The WW1 Horse Who Returned.

Today, November 11, 2017 let us take a moment at the 11th hour to remember the fallen horse soldiers.



From this peaceful land

To hellfire we were sent,

Bomb blasts, shellfire and barbed wire,

Explosions, fearful gas and groans,

Lay man and beast wrenched and maimed.

On foreign soil last breaths inhaled.


Through horror, fear and pain

Knee-deep mud, cold and rain

We heaved and pulled

With little to sustain.


We don’t feel like heroes,

Though heroic tasks were done,

We knew it was our duty

To get the battle won.


I am home again at last,

My legs are swollen and my body weak,

My skin and cuts are healing,

But I will not forget.


So here in silence with lowered head

Over the bones of fallen friend

I stand forever to honour

All those who came not home.


The casualties of WW1 were enormous; both human and equine. 8 Million equines did not return home.  In England there is, in the making,  a marvelous project to honor those fallen horse soldiers. The War Horse Memorial will be the first  national memorial dedicated to the memory of the horses, donkeys and mules who lost their lives in the horrors of WW1. The memorial will consist of a larger than life bronze statue of a horse, mounted on a plinth, by British sculptor  Susan Leyland ,who also wrote the very moving poem that expresses the thoughts of the mare who did return home. The mare with bowed head  has a tear falling from her eye reflecting the brutality of this war and her sadness at the death of her fellow horse soldiers. It will be cast in Scotland using lost wax and sand techniques.

The official unveiling will be in June 2018.  The statue will stand at the top of the high street in Ascot on land which has been gifted by the Ascot racecourse. This memorial will also be a central point of focus for fundraising to support military and equine charities.


I would like to thank sculptor Susan Leyland for providing me with the photos. For more information on this project and the work being done to cast the large bronze statue  please follow these links.

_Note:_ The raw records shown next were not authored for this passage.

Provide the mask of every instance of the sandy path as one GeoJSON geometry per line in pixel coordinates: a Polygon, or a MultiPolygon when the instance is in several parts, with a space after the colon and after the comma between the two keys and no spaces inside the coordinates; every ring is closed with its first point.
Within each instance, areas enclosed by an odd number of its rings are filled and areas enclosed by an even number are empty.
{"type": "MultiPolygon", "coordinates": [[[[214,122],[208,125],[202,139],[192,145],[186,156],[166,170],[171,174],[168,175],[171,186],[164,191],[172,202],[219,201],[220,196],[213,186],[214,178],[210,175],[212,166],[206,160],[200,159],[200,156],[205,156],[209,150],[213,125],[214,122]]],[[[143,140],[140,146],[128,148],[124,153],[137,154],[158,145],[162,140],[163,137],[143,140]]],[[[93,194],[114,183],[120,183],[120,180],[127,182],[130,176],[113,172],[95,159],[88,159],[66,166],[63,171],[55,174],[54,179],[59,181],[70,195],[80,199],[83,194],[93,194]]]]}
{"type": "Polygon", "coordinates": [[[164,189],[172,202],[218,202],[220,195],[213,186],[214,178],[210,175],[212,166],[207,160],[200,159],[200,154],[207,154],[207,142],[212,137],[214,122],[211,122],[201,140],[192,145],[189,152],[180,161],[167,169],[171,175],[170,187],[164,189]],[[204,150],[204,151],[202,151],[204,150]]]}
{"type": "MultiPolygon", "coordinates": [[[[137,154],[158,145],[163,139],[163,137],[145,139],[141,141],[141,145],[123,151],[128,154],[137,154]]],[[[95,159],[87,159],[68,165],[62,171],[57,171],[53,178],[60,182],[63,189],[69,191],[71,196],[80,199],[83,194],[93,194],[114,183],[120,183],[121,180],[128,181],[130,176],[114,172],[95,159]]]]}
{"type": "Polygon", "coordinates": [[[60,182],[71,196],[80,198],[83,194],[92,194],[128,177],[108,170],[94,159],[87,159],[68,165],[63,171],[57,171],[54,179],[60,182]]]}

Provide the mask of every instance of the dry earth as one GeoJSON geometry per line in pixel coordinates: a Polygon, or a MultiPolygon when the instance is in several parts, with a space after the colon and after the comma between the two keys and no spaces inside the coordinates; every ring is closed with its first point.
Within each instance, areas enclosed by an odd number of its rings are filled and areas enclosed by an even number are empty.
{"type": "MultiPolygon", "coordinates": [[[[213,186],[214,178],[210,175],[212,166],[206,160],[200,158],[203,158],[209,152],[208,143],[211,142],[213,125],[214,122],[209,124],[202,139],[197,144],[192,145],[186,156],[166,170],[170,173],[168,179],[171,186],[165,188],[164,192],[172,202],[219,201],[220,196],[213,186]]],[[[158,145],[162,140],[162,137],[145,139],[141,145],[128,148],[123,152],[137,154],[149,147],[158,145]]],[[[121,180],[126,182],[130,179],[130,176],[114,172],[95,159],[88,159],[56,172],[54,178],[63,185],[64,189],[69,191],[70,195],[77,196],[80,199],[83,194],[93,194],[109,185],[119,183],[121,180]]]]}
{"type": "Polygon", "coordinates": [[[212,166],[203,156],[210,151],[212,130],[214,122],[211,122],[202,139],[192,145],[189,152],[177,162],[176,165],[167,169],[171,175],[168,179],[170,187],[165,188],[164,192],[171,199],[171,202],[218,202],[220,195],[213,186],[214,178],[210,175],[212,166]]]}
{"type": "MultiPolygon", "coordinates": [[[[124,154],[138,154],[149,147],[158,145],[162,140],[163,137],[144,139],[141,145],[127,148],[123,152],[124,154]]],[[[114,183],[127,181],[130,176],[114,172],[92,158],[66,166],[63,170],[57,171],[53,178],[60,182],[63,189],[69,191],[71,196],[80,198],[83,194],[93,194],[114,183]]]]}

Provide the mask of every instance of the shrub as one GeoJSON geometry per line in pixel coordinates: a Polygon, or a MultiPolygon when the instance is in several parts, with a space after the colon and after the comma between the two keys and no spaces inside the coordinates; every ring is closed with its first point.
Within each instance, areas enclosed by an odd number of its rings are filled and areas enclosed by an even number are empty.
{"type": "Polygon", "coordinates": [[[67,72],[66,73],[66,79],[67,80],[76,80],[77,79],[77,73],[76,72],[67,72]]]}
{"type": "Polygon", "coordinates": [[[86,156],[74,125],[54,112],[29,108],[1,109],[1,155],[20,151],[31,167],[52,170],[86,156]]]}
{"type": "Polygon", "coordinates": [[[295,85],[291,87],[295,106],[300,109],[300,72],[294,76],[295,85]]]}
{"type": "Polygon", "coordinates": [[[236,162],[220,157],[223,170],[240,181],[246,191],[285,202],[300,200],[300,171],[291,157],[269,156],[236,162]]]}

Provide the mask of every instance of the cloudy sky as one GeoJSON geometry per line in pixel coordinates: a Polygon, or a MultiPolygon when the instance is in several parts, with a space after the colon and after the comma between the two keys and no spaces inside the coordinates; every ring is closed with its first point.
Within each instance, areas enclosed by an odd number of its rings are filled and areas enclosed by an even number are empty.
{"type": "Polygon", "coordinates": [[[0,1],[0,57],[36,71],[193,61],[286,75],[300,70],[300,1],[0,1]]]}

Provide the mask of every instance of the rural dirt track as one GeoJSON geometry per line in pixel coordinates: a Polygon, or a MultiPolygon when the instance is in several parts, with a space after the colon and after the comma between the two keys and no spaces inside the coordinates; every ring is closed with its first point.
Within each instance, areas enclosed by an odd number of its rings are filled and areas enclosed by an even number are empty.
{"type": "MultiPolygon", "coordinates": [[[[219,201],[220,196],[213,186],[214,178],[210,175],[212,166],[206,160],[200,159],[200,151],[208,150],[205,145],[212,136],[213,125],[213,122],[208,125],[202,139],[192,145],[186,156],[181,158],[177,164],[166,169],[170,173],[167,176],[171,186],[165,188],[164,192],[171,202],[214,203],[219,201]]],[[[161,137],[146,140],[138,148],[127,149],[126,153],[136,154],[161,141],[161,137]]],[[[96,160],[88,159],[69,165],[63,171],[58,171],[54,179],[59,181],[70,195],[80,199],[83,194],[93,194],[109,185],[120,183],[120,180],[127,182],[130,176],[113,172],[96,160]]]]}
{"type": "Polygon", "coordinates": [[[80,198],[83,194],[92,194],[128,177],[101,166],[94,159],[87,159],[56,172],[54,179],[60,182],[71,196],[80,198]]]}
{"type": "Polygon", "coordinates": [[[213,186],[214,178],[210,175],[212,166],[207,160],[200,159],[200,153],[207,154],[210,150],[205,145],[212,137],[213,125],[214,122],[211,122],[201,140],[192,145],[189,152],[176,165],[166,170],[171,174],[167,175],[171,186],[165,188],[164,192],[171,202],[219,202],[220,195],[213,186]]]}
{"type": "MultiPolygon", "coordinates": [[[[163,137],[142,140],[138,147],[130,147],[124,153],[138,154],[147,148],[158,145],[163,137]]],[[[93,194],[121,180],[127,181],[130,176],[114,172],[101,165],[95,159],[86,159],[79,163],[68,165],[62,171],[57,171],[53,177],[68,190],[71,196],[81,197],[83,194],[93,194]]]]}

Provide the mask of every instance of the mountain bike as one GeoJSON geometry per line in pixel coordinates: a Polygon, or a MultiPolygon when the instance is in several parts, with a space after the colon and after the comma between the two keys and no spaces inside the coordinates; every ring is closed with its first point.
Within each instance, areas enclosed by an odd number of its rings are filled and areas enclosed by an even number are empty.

22 responses to “The WW1 Horse Who Returned.”

  1. florijansworld Avatar

    Beautiful statue. Poor horses and other animals which were involved in WWI…

    Liked by 1 person

    1. anne leueen Avatar

      Yes it is heartbreaking. But i like the fact that these horses are to be honored now and remembered.

      Liked by 1 person

  2. Theleens Avatar

    A wonderful poem and a wonderful homage.

    Liked by 1 person

    1. anne leueen Avatar

      Thank you and I appreciate your comment.

      Liked by 1 person

  3. youngeventhorseblog Avatar

    What a beautiful sculpture

    Liked by 1 person

  4. dinosaursdonkeysandms Avatar

    Beautiful post Anne. This poem is so touching and the statue is a very moving tribute. It breaks my heart to think of what the animals went through during the war, I think I would start crying just seeing this statue in person. xxx

    Liked by 1 person

    1. anne leueen Avatar

      I agree. I was tearing up reading the poem. Thanks so much for your comment.

      Liked by 1 person

    1. anne leueen Avatar

      Thank you. Much appreciated.

      Liked by 1 person

      1. dray0308 Avatar

        You are welcome!

        Liked by 1 person

  5. stoner on a rollercoaster Avatar

    I salute your passion! I have no words..

    Liked by 1 person

    1. anne leueen Avatar

      Thank you and the horses thank you.


  6. Emma Cownie Avatar

    Beautiful statue. Many soldiers only got through the war because of the companionship of the horses. I breaks my heart that so many of the horses who survived the war and had done such valiant service were not returned home but used to feed the starving local populations. (sorry to mention it but war is a very ugly thing).

    Liked by 1 person

    1. anne leueen Avatar

      It is very ugly and you are right to mention it. Dorothy Brooke found so many of the war horses in a dreadful state on the streets in Egypt that it inspired her to start the Brooke organization. She rescued thousands in Egypt then and put most of them out of their misery. What she started continues today and the Brooke works to improve the welfare of millions of working equines in the developing world with education and medical support. So for me that is a silver lining to the sad end that befell many of these war horses. Thank you for commenting.

      Liked by 1 person

      1. Emma Cownie Avatar

        Ah yes, I have heard of the Brooke Foundation but I had no idea of it origins.

        Liked by 1 person

  7. Joan Flemming Avatar
    Joan Flemming

    Thank you for your moving tributes to these special horses!

    Liked by 1 person

    1. anne leueen Avatar

      You are most welcome. I think they deserve the tributes.


  8. Alli Farkas Avatar

    Glad you connected with Susan and got to share her incredible project!

    Liked by 1 person

    1. anne leueen Avatar

      Yes and thank you for pointing me in that direction. This morning my husband read the poem and I could see him wiping his eye!

      Liked by 1 person

  9. fearlessinjesuschrist Avatar

    Again, I love this post! I told my brother about your post and I believe he emailed you. He’s pretty excited that I shared your blog with him!